The deep meaning of a lightweight

There is something faintly comical about John Edwards, the one-term North Carolina senator with the best head of hair in the field of Democratic presidential contenders. Edwards is staking a second presidential campaign on the theme of an America divided between rich and poor. As late as 1968, it is a theme with which a patrician like Bobby Kennedy could generate some frisson. In a country so wealthy that obesity is an epidemic among the poor, it has become frankly absurd. Yet the band plays on.

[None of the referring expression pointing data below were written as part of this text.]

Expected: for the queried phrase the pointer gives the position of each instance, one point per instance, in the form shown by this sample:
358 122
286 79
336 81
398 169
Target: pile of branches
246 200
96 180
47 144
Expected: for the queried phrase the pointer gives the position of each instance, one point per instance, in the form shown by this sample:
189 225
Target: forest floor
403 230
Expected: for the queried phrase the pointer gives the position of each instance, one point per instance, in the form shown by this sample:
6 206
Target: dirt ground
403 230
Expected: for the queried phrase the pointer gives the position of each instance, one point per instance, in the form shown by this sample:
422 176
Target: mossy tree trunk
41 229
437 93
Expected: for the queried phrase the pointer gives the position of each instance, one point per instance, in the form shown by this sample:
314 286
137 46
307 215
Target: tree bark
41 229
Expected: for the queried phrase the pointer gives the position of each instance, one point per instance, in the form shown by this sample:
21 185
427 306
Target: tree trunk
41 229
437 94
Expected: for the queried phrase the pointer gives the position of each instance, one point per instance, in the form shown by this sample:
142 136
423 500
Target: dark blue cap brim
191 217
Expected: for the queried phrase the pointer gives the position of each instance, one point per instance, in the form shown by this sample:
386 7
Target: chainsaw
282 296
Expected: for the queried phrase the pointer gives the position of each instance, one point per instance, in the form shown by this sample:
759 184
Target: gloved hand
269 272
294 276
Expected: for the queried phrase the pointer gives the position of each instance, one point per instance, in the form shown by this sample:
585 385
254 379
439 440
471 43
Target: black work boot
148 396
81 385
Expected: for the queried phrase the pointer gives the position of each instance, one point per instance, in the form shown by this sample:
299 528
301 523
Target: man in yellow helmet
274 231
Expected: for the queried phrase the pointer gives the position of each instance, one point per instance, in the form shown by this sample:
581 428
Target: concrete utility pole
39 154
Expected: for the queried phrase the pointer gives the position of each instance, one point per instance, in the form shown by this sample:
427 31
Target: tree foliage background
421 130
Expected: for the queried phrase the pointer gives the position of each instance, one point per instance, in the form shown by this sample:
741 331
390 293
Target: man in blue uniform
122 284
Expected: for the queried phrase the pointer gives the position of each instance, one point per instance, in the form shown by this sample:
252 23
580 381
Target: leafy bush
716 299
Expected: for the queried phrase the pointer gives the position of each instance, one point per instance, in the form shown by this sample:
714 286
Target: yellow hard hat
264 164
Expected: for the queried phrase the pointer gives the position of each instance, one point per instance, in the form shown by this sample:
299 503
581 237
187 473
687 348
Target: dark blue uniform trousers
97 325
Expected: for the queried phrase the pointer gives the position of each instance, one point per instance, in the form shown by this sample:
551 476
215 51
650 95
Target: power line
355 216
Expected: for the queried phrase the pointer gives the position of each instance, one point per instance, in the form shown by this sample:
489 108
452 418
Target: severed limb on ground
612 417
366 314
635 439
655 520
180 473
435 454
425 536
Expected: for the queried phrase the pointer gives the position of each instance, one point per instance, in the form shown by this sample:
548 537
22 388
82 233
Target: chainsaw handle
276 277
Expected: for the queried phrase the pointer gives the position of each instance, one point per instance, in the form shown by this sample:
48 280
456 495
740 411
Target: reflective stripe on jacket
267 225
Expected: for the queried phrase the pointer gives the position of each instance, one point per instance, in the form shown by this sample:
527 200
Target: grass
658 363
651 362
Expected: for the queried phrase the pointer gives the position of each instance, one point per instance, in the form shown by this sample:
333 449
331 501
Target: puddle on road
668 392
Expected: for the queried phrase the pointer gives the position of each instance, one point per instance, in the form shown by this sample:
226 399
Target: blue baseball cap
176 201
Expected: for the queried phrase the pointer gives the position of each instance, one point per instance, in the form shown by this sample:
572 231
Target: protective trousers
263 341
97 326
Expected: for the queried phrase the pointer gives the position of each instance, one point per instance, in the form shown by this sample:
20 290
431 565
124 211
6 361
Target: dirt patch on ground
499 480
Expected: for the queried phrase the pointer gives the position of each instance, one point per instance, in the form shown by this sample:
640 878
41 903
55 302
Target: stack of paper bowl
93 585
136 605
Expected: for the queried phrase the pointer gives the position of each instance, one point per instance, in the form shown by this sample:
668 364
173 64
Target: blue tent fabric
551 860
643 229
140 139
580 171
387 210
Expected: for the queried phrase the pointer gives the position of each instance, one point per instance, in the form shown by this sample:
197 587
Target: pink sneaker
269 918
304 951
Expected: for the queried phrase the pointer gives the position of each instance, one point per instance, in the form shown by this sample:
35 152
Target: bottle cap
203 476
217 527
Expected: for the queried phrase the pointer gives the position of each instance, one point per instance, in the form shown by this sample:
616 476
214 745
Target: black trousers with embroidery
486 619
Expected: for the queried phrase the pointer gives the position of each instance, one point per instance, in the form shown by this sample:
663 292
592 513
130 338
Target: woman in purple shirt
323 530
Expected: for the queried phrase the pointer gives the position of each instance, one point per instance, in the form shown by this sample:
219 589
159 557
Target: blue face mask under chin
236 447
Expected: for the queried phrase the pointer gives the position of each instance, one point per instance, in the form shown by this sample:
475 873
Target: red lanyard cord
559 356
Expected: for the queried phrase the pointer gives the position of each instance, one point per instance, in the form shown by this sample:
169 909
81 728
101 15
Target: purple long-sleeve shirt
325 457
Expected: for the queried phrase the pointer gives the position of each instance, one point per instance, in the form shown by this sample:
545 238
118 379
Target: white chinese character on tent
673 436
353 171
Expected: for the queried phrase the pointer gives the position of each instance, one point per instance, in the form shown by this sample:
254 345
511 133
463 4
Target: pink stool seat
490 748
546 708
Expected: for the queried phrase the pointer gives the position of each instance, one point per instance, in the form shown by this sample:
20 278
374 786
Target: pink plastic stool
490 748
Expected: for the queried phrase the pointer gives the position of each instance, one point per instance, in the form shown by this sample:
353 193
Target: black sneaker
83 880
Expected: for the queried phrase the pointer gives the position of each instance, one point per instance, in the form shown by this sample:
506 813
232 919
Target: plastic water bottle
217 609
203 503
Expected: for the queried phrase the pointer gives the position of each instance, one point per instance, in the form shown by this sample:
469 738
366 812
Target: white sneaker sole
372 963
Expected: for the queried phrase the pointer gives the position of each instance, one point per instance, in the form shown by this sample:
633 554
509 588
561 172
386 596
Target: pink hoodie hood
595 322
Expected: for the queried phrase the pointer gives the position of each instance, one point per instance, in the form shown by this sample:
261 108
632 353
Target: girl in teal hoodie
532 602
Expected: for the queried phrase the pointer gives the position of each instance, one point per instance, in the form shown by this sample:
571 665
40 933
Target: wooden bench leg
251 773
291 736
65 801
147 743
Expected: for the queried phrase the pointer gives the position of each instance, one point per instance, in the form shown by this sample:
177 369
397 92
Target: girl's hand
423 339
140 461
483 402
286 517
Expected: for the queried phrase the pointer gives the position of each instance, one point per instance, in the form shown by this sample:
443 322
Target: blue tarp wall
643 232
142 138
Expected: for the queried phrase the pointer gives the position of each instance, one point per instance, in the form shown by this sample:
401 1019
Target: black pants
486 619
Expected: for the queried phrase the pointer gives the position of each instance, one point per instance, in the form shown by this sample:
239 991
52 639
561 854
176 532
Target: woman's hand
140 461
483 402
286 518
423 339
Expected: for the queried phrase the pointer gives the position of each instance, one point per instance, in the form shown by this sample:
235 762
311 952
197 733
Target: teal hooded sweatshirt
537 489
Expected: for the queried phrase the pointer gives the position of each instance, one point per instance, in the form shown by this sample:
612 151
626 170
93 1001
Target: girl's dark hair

It is of course a theme with a hardy Democratic tradition. Like Kennedy’s, Edwards’s version is derived from democratic socialist Michael Harrington and his 1962 book The Other America (expanded from a Commentary article of his on the same theme). Driven by the guilt of a lapsed Catholic, Harrington sought a putative underclass around which to mold the Democratic Party into a radical form; he helped give us LBJ’s Great Society. By the early 1970’s Harrington’s thinking had moved on to postulate labor unions as the core of a radical Democratic majority.
Edwards’s selection as John Kerry’s vice presidential running mate is inexplicable as anything other than a tribute to Kerry’s poor political judgment. Edwards did not even hold the promise of helping the ticket carry Edwards’s home state. What can Kerry have been thinking to have selected Edwards over someone like Richard Gephardt, who might have helped Kerry carry Missouri and perhaps even Iowa — and win the race?
It is almost incredible that, despite his obvious handicaps in native political gifts and acquired skills, Kerry came so close to defeating Bush. I think that if the story of the 2004 campaign ever found its Theodore White, it would be found to be a leading indicator of the shrinkng Republican base that was the most striking feature of the 2006 election and just cause for worry over the 2008 presidential election.
JOHN adds: Right. I wonder how One Party Country is selling these days.